Most founders consider the story already told and the deal pending, so they aren’t sure what more then can do.
Others schedule long and exhaustive practice and coaching sessions for everyone on the team, including showcase customers, to make sure that everyone tells the most positive and consistent story.
Trying to stack the deck probably won’t work, but some effort makes sense, since I have personally seen more than one deal fall apart due to key team members being totally out of sync.
My best advice is to put some structure and discipline into your due diligence preparation, including the following steps:
Schedule a team meeting to bring everyone up to date.  This meeting should include the CEO giving the investor pitch to the whole organization, and distributing the current business plan document to everyone. Since due diligence will include one or more visits from investors, everyone needs to be on the same page, with no surprises.
Identify and resolve any pending personnel situations. You need to brief the investor early if there are organizational or people changes that are in process, or conflicts that may become apparent during the due diligence visits. Make sure everyone accurately posts their role with your startup on social media profiles, resumes, and references.
Set up an interview room, stocked with current documents. The right preparation–including the latest business plan, organizational charts, process documentation, and an assigned executive other than yourself who can explain all of them–will go a long way in speeding up the process and creating a professional impression. Be prepared to follow-up as required.
Ask each of your leads to prepare for an interview. Investors or their consultants will expect to talk to several key personnel, looking for an update on how the business really works, depth of skills, culture, traction, and action plans.
It’s fair for you to ask for a few slides from each in advance, and make sure the overall story is complete and consistent.
Update reference customers, partners, and vendors. Use this opportunity to validate their satisfaction and support for your company and your solution. If you find open issues that can’t be immediately resolved, be sure to proactively communicate these to investors, with an action plan, rather than try to hide or gloss over them.
The key theme for a successful due diligence is full disclosure and no surprises before or after the commitment.

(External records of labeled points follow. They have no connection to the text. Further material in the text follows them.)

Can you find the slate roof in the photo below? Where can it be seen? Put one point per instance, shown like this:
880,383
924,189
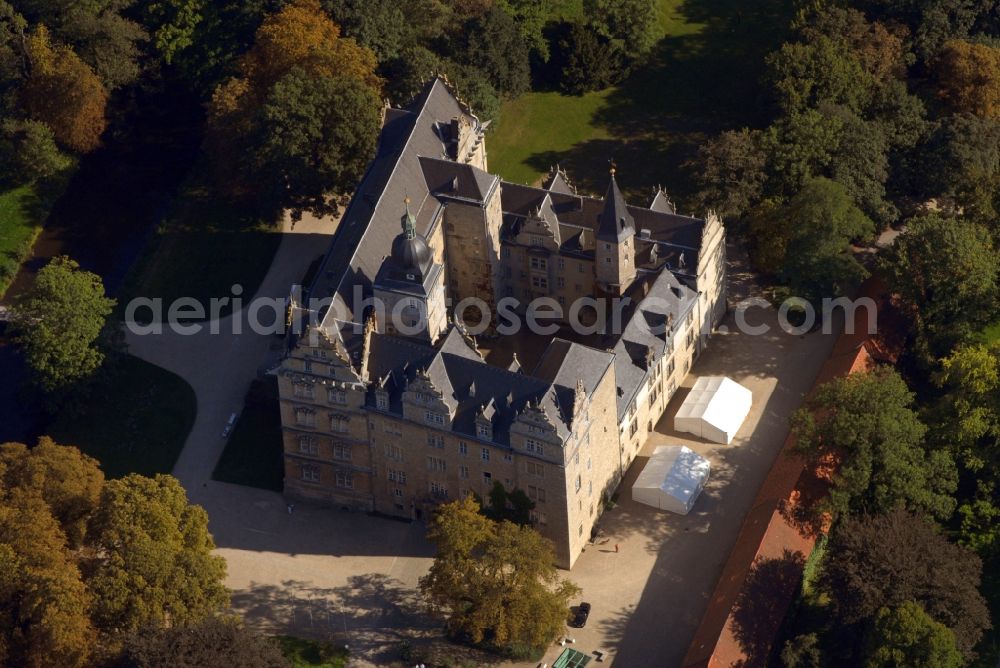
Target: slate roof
649,328
371,220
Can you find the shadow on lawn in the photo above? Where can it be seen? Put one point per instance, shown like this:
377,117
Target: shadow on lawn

If more potential marriages were subjected to the same rigor, the divorce rate would likely not be in the current 50 percent range.

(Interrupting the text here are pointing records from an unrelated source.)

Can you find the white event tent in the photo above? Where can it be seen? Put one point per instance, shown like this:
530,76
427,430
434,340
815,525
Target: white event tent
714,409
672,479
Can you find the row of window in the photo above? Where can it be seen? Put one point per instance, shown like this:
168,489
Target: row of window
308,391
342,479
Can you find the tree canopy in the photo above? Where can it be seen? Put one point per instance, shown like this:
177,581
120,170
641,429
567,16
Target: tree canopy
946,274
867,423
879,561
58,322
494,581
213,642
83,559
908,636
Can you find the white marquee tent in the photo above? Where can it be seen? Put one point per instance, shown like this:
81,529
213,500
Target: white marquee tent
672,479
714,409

In business as in other relationships, people on the team have to be above reproach, committed, and working on the same goals and values.

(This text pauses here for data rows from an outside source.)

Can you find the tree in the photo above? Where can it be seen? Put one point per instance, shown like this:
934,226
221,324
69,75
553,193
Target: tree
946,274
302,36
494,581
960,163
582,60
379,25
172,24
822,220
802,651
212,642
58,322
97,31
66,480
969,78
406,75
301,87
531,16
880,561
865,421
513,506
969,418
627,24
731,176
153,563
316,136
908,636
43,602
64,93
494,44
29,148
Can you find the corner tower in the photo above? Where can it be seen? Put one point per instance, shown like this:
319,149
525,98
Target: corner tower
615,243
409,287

Startup equity investments imply a long-term business relationship, lasting five years or longer. During that period, it is very difficult for either party to get out of the deal, since there is no public market for the stock, and business divorces normally mean bankruptcy.
It’s worth your time to do a little extra work here, and make the honeymoon phase a win-win one for both sides.
You need to remember that investor meetings up to this point have been primarily off-site, with staged demos, and managed personally by the CEO or one or two executives. Due diligence reverses this process to include on-site visits and informal discussions with any or all members of the team, vendors, and good customers as well as bad.
Based on the size of the investment, and the runway available, the due diligence process can take several weeks, or even a couple of months to complete. Of course, it’s always appropriate to concurrently and openly reverse the process on your potential investor.
A relationship as important as this one should never be a one-way street. Make it work for your new venture.